"If it's causing you more stress than it's worth... it's not worth it." - Yellow
Question #22926 posted on 02/08/2006 3:01 a.m.
Q:

Dear 100 Hour Board,

What happens to us common readers who finally uncover your true identities........?

- *Serendipity*

A: Dear Serendipity,

You spontaneously combust within 48 hours. Sorry about that.

Quandary
A: Dear That One Movie I saw that one time,

Usually you are just brought out into the street and shot. Sorry for your luck, bucko. Well I hope you have everything already in order. Please don't hate me.

-- Brutus
A: Dear Serendipity,

Actually, it's impossible. The way the Board works just simply doesn't allow for a situation like that to occur. A few have tried (Board Question #2349 and Board Question #9353 for example), but none have succeeded. Not even close, really.

See, in actuality, we have a certain number of female and male pseudonyms at any given time. In order to avoid readers figuring out who's who, we rotate the nyms that each of us is using on a weekly basis. Obviously if you're a male you can only rotate through the male nyms and females through the female ones but it does give us a variety of names none the less. Each Saturday the editor emails us individually and tells us which pseudonym we will be using starting the next Monday.

If (and I mean IF ) someone, somehow did get ahold of the master list and figured out all of the aliases, we do have emergency procedures set in place. When something as serious as this occurs, all of the current writers carpool up to the Uintas to pick new names for ourselves (Board Question #8960) and we begin the rotations again. That's why each of us has a can of alphabet soup on hand at all times. Occasionally we even have drills to make sure we all know where to meet and what to do.

Don't worry. It won't happen. Ever. We're always at least one step ahead of you.

- Lavish

P.S. I guess I can tell you that last week I was Nike.
A: Dear *Serendipity*,

Two words for you: you get eaten by the tunnel worms.

...

- Optimistic.
A: Dear Everyone:

DANG I knew someone was following me the other day!


Mojoschmoe
A: Dear Serendipity,

For me, that has never yet happened, although I give clues about who I am in nearly every response I've ever given.

All the same, I have the fanciful romantic ideas of the superheroine who only allows her true identity to be known to the man of her dreams.
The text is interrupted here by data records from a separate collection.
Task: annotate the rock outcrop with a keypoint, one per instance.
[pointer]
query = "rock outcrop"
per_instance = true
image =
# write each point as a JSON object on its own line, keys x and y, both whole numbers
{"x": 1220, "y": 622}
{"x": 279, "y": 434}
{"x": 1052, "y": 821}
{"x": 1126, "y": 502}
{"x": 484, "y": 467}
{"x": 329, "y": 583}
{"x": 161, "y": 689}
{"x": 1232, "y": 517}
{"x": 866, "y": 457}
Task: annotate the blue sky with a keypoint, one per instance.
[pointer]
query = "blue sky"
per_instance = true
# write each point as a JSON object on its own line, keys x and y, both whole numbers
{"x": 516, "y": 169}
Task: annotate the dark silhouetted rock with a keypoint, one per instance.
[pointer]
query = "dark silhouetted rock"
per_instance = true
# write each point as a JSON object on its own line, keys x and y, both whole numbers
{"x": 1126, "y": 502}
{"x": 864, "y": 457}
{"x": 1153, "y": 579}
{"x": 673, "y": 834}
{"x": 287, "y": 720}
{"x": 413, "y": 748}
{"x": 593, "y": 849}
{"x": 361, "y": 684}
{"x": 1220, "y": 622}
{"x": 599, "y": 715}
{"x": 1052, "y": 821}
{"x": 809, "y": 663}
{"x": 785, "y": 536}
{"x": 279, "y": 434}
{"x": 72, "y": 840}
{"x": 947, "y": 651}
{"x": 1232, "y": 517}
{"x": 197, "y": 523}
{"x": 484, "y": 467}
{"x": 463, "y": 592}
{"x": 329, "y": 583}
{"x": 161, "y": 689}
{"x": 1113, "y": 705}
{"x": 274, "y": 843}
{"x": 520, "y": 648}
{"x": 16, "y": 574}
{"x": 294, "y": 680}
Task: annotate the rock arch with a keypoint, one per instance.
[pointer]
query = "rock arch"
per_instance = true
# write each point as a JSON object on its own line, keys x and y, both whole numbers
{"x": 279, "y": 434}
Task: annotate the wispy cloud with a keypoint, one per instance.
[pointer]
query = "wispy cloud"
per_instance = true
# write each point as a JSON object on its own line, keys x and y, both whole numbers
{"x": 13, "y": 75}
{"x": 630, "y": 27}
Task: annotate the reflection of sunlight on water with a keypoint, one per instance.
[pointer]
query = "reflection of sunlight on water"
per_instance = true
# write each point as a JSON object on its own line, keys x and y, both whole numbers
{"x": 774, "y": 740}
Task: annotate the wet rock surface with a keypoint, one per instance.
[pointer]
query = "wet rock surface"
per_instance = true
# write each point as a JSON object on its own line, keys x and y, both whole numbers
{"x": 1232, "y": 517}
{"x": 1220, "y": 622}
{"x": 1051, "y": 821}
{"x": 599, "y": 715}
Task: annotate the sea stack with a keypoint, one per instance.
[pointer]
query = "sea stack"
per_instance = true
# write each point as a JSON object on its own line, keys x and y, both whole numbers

Still dreaming; no one knows yet.

Some day my prince will come, in the Millenium! (-Mom's best friend)

Lady Last Line

PS. If you do ever figure it out, let me know... *swat, swat, swat* Thirty whacks with a wet noodle, and depending upon a number of factors, possibly a kiss!
A: Dear Serendipity,

Sometimes they let you join them. ;)

- Katya
A: Dear Lavish,

I think I'm having an identity crisis...and somebody stole my can!

Nike
A: Dear Serendipity,

There are two cases. In the first case, the person finding out is abducted, taken to the 12 floor of the SWKT to the "Psychology" lab (why do you think you need a key for the elevator to go there? heh heh heh) and the brainwashing ensues. This is the preferred method, although sometimes they have been known to either overdo the thing, or underdo it, if you catch my drift. For example, the person can end up forgetting their name and identity, and end up only remembering what they had for breakfast and the random facts they memorized for their American Heritage test, or they end up not forgetting nearly enough and we need to move on to case two.

Case two: the identified board writer and the indentifier are subject to a Mr and Mrs. Smith-esque elimination duel. One must eliminate the other. In some rare cases, the indentifier can then take the place of the now eliminated-formerly-identified writer. Heck, how do you think I got onto the Board?